In $\displaystyle t$ seconds, $\displaystyle A$ has moved $\displaystyle 4t$ m to point $\displaystyle C.$

In $\displaystyle t$ seconds, $\displaystyle B$ has moved $\displaystyle 3t$ m to point $\displaystyle C.$

Let $\displaystyle \theta = \angle BAC$

We want $\displaystyle \angle NAC.$

Using the Law of Sines: .$\displaystyle \frac{\sin\theta}{3t} \:=\:\frac{\sin20^o}{4t} \quad\Rightarrow\quad \sin\theta \:=\:\frac{3\sin20^o}{4} \:=\:0.256515107$

Hence: .$\displaystyle \theta \:=\:14.86338095^o \:\approx\:14.86^o$

Therefore: .$\displaystyle \angle NAC \;=\;14.86^o + 20^o \;=\;\boxed{34.86^o}$

Edit: skeeter pointed out an error . . . *blush*
I forgot: the boat is also affected by the current.

I'll have to work on a corrected version.

Sorry . . .
.
• Sep 23rd 2008, 12:53 PM
ally79
Skeeter,
I follwed through what you said and I was able to follow it and understand it, Hower when substuting in t and rearranging to solve for theta I ended up with 50 Sin (20)/50cos (20) = 4 Sin theta/4 Cos Theta

Which i cancelled down to Tan 20 = Tan Theta Which gives me the original 20 degree angle.

If anyone can point out where I went wrong i'd be grateful!
• Sep 23rd 2008, 06:04 PM
skeeter
ironic, isn't it? but correct. (Nod)
• Sep 23rd 2008, 08:26 PM
ally79
is that a further 20 degrees on top of the 20 degrees already?
• Sep 24th 2008, 10:12 AM
ally79
How can the angle of interception be 20 degrees when the initial angle is 20 degrees?
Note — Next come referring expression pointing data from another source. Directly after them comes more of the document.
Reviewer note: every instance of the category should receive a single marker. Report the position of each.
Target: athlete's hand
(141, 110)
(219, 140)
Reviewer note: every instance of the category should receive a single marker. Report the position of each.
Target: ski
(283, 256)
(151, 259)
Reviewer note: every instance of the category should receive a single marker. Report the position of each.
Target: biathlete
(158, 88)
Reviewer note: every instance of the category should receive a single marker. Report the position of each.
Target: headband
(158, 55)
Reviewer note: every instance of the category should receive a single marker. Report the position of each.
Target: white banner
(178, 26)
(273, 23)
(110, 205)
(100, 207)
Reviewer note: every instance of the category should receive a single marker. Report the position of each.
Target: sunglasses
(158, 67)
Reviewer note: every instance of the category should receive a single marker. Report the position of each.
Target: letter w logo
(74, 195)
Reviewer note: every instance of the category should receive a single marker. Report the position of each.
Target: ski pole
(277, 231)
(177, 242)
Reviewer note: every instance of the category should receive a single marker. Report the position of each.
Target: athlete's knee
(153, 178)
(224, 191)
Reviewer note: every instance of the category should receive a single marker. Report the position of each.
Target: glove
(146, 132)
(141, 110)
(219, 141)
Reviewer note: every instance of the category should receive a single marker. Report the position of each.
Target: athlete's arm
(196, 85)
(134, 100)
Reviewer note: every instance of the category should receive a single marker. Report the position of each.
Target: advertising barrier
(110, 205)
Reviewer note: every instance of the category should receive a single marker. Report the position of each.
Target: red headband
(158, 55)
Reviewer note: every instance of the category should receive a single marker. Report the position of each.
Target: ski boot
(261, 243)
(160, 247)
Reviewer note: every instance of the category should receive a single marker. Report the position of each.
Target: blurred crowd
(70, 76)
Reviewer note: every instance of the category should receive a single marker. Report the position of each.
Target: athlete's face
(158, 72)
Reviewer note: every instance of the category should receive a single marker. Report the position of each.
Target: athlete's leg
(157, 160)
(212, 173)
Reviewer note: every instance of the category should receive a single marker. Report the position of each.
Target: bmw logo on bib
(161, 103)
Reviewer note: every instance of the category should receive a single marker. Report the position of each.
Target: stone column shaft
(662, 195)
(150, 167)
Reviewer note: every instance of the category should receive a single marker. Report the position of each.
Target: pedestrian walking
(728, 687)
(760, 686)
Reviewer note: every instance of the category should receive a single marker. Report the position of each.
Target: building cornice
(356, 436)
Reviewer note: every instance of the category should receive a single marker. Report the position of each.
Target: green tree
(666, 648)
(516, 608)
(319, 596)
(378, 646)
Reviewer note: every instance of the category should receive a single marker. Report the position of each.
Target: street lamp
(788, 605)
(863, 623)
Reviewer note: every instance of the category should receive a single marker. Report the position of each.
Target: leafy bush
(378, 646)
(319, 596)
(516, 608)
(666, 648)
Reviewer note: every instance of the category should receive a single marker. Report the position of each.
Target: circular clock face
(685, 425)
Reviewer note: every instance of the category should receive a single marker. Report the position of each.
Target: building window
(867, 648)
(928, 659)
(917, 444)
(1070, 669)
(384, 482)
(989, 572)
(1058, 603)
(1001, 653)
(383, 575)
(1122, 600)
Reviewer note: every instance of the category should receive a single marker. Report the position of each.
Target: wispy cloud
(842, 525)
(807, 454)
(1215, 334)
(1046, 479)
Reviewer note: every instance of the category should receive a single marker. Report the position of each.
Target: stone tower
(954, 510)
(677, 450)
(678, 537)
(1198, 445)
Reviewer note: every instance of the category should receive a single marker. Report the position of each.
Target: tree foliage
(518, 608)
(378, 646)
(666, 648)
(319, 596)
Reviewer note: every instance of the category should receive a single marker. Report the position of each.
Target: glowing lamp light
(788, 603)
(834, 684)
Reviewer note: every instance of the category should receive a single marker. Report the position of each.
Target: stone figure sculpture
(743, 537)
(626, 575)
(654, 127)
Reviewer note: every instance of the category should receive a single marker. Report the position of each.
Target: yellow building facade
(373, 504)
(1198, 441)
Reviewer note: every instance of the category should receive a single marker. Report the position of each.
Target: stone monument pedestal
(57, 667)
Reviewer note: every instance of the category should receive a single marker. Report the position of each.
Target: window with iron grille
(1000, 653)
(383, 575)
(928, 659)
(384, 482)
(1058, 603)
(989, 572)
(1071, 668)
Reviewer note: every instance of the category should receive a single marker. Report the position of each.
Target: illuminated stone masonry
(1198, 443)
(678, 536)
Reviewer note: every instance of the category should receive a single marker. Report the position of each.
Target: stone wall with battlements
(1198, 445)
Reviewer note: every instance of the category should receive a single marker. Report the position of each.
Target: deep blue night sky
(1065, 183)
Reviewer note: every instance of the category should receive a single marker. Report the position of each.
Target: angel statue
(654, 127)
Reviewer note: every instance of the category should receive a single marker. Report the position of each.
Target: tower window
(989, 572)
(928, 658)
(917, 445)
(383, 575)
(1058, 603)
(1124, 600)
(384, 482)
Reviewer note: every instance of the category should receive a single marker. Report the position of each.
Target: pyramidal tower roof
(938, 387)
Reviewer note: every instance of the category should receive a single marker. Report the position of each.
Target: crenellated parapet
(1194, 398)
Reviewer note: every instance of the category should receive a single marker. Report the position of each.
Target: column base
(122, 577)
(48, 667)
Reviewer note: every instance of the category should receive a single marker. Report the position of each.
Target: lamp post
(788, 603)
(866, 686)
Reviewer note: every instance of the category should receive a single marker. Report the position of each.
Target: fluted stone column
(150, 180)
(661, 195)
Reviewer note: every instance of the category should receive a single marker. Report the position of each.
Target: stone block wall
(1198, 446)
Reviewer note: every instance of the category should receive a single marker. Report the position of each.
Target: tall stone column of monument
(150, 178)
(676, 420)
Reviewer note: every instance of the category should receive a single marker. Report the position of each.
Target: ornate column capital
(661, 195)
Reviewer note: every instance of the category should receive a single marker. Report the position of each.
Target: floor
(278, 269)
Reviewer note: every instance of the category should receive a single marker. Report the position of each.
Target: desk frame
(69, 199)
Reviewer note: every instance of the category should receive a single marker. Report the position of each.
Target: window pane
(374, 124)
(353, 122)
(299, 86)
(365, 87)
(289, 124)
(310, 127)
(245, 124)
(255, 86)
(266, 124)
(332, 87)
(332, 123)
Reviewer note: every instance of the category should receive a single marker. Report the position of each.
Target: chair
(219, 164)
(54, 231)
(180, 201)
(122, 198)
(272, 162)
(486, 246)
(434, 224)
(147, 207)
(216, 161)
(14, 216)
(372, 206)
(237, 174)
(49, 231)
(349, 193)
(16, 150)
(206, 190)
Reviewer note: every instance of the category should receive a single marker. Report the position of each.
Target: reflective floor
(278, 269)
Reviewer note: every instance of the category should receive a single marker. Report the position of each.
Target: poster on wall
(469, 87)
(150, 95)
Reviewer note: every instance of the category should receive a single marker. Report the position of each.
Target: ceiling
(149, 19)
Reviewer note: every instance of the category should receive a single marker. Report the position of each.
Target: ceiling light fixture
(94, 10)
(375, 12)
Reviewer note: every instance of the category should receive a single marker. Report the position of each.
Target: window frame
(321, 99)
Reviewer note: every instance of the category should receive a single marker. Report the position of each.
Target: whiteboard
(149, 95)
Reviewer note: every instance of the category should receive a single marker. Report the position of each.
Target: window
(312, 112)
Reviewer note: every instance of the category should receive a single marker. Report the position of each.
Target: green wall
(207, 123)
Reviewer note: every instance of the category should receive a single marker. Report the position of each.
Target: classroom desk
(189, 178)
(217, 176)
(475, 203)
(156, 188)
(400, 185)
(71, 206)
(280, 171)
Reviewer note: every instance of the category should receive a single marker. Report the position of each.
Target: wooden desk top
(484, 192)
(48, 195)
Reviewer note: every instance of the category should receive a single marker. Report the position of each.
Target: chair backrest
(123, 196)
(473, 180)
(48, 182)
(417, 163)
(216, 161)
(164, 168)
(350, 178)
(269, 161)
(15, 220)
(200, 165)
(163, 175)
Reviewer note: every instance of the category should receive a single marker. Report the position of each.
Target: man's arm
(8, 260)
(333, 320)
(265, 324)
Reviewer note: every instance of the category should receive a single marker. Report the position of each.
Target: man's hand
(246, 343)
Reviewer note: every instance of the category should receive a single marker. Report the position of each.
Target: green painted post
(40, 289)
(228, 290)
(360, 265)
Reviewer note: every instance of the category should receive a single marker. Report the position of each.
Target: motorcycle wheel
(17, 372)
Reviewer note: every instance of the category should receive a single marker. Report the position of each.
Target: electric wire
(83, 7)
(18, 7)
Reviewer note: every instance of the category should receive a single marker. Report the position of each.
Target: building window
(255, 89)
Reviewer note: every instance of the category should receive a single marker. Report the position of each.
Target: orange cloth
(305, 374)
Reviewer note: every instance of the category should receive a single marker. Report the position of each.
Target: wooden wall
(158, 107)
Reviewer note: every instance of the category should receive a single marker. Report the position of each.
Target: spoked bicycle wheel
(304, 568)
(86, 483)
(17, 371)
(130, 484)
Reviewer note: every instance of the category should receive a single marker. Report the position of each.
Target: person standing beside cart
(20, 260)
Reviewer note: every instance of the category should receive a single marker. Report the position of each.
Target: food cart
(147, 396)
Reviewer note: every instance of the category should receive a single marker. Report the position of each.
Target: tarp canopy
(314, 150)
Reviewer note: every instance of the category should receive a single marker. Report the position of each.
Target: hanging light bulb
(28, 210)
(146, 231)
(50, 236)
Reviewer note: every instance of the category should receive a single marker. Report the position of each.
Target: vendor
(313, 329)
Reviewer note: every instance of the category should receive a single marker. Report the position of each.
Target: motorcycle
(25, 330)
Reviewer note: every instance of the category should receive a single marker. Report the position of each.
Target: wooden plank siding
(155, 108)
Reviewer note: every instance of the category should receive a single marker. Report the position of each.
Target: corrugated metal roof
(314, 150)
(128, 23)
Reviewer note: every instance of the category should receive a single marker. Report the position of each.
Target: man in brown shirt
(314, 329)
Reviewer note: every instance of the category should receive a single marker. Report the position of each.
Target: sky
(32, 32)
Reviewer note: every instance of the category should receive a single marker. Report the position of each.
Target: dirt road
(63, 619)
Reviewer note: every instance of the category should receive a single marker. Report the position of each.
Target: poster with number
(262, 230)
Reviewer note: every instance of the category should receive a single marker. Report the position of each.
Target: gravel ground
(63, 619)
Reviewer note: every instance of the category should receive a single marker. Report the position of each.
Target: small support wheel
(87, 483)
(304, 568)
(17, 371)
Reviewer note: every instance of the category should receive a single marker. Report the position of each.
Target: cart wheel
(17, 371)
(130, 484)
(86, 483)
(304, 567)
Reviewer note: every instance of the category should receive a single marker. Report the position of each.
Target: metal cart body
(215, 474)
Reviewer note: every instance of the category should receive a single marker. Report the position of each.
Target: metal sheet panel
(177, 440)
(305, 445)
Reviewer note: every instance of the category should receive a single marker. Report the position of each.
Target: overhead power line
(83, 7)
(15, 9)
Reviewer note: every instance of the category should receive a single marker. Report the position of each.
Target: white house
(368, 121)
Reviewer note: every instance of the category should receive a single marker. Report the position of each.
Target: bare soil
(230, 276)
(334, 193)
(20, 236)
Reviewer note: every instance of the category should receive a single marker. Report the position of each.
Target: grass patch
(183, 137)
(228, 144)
Surely as the object is floating down stream the angle will be increasing every second?

Can someone please explain this to me? I apologise if i'm missing something obvious
• Sep 24th 2008, 02:13 PM
skeeter
Quote:

Originally Posted by ally79
is that a further 20 degrees on top of the 20 degrees already?

no ... the 20 degrees relative to the shore is what the boat must steer to intercept the object.